BabelStream Performance Report
We list here below an early performance report of BabelStream, a modern version of the STREAM benchmark which includes a multitude of programming models, and sits within the UKRI Living Benchmarks project. We have built this report on BabelStream because it is a user-friendly, synethetic benchmark and so is a good case study for beginning to test SHAREing’s performance methodologies.
We use the UKRI Living Benchmarks repository of BabelStream as the reference repository, linked here, and focus on the OpenMP (CPU) implementation.
Pre-assessment
We here document the workflow needed for the analyst to ready BabelStream for analysis. This assessment uses the Hamilton HPC cluster at Durham University.
Benchmark preparation
We clone the code from BabelStream’s repository
git clone https://github.com/UoB-HPC/BabelStream.git .

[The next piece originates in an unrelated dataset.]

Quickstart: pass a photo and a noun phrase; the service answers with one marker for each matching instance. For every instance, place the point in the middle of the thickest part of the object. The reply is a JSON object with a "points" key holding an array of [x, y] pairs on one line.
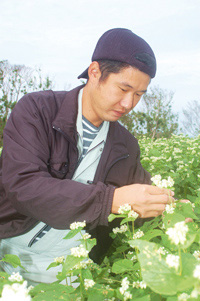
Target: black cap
{"points": [[122, 45]]}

and use Version 5.0 as the reference code, as recommended by the Living Benchmark’s documentation
cd BabelStream
git checkout v5.0
Working environment
On the Hamilton cluster we require just a C++ compiler
module load gcc
We run all benchmarks on the multi partition which gives exclusive access to
whole nodes.
Compiler setup
We build the executable with
mkdir build
cd build
cmake -DMODEL=omp ../
make
We use the ‘out-of-the-box’ optimisations for now to see how BabelStream
performs as standard. However, we can also use MAQAO to check whether we are
using the maximum compiler optimisations available from the hardware.
Therefore, checking the
BabelStream/build/CMakeFiles/omp-stream.dir/flags.make file, the used
compiler flags are: -DNDEBUG -O3 -march=native -fopenmp -std=c++11.
Benchmark complexity
BabelStream is a modern port of the STREAM benchmark so the benchmark scales linearly with number of one-dimensional array elements. Out of the box the benchmark is set up with $2^{27}$ elements.
I/O
The I/O of BabelStream is incredibly minimal. There are no input files and the only output is written to standard output showing some information on the benchmark outcomes (e.g., measured memory bandwidths, etc.). Therefore, we neglect I/O from our analysis.
Machine details
A node on Hamilton is summarised below:
--------------------------------------------------------------------------------
CPU name: AMD EPYC 7702 64-Core Processor
CPU type: AMD K17 (Zen2) architecture
CPU stepping: 0
********************************************************************************
Hardware Thread Topology
********************************************************************************
Sockets: 2
Cores per socket: 64
Threads per core: 1
--------------------------------------------------------------------------------
Across a node there are 8 NUMA domains (grouped in 16 cores). Each core has an individual L1 and L2 cache, whereas the L3 cache is shared between 4 cores.
Labelling of code parts
The benchmark is very simple in its construction as it is just a wrapper for five compute kernels which are individually just singlarly nested for loops. One difference between BabelStream and STREAM is that BabelStream contains a ‘Dot’ kernel which contains a reduction operation.
Existing optimisations
This is not known, but the simple nature of BabelStream implies that this is not a concern.
Running
To run BabelStream, we simply use the command
./omp-stream
and we can set the number of cores through the OMP_NUM_THREADS environment
variable or through the SLURM resource statements in a job script.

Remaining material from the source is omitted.